UW–Madison joins Shepherd Higher Education Consortium on Poverty
The University of Wisconsin–Madison has joined the Shepherd Higher Education Consortium on Poverty, a nationwide collaboration among 25 colleges and universities that integrates classroom study of poverty with summer internships and co-curricular activities.
“I have been following the work of the Shepherd Consortium since it started more than 20 years ago,” says UW–Madison Chancellor Rebecca Blank, herself a distinguished poverty scholar. “It’s a wonderful way to engage students in scholarship and community-based learning about issues of poverty, hunger, health care, housing. I’m very pleased that UW–Madison has joined the consortium.”
UW-Madison is already the home to the Institute for Research on Poverty (IRP), the nation’s sole National Poverty Research Center, which functions as an independent, multidisciplinary center within the College of Letters and Science.
“As a national leader in nonpartisan poverty research dedicated to producing and disseminating rigorous evidence to inform antipoverty policies and programs, IRP is pleased to join the Shepherd Consortium,” says IRP Director Lawrence Berger. “Our involvement makes good sense because preparing the next generation of poverty and policy scholars is central to our mission.”
As a consortium member, UW–Madison will offer students the opportunity to participate in the SHECP Summer Internship Program. This eight-week program pairs students with nonprofit organizations that work to strengthen impoverished communities.
Students are matched with agencies that fit their intellectual interests in order to develop professional experience and skills for future civic involvement and employment. This past summer, SHECP interns provided more than 36,120 hours of service to 112 agencies, in 17 different geographic locations.
“The University of Wisconsin–Madison is an established leader in the field of poverty studies,” says Dr.
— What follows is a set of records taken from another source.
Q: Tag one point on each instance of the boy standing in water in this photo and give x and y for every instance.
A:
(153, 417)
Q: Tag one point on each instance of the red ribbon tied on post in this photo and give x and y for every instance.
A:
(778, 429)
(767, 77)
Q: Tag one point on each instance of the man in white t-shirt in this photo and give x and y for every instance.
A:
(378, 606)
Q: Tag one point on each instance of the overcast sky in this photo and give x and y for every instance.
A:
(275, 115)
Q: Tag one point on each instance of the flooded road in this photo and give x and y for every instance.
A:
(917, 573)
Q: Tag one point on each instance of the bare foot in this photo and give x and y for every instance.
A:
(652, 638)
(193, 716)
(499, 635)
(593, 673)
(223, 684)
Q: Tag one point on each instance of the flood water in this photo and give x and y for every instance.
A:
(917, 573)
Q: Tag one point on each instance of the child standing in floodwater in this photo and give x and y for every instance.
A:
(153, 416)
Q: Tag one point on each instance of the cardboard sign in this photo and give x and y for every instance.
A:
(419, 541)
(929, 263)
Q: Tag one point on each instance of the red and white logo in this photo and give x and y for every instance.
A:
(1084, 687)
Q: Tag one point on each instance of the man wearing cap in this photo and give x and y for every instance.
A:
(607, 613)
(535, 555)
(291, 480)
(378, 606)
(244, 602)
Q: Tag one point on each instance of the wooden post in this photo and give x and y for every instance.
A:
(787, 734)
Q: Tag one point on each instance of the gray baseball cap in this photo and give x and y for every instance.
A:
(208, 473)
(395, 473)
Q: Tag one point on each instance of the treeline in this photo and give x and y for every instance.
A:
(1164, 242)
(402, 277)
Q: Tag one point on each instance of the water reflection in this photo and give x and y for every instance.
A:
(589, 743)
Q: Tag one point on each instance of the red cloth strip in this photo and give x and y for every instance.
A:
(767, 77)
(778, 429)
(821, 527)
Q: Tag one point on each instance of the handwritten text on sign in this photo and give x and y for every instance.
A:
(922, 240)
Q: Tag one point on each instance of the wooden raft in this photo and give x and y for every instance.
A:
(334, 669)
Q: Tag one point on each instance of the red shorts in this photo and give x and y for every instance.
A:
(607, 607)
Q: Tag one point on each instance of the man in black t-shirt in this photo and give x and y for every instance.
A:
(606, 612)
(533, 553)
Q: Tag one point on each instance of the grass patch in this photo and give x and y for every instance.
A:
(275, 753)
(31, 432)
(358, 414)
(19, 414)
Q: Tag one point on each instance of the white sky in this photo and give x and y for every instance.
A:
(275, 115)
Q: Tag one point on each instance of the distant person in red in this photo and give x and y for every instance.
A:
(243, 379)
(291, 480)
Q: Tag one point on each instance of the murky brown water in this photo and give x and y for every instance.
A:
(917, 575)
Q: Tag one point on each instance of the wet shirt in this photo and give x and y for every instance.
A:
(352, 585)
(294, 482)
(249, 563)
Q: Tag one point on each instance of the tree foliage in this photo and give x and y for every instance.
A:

Brett Morash, SHECP executive director. “Their addition to the consortium will enhance the breadth of our programming by expanding opportunities to study the meanings, causes, and consequences of poverty across a wide range of disciplines.”
UW-Madison’s participation in the program will be administered by Lawrence Berger, Ph.D., director of IRP and Vilas Distinguished Achievement Professor; Marcy Carlson, Ph.D., professor of Sociology and director of the Center for Demography and Ecology; and Joel F. Clark, Ph.D., director of Professional Development, Political Science, and Sociology.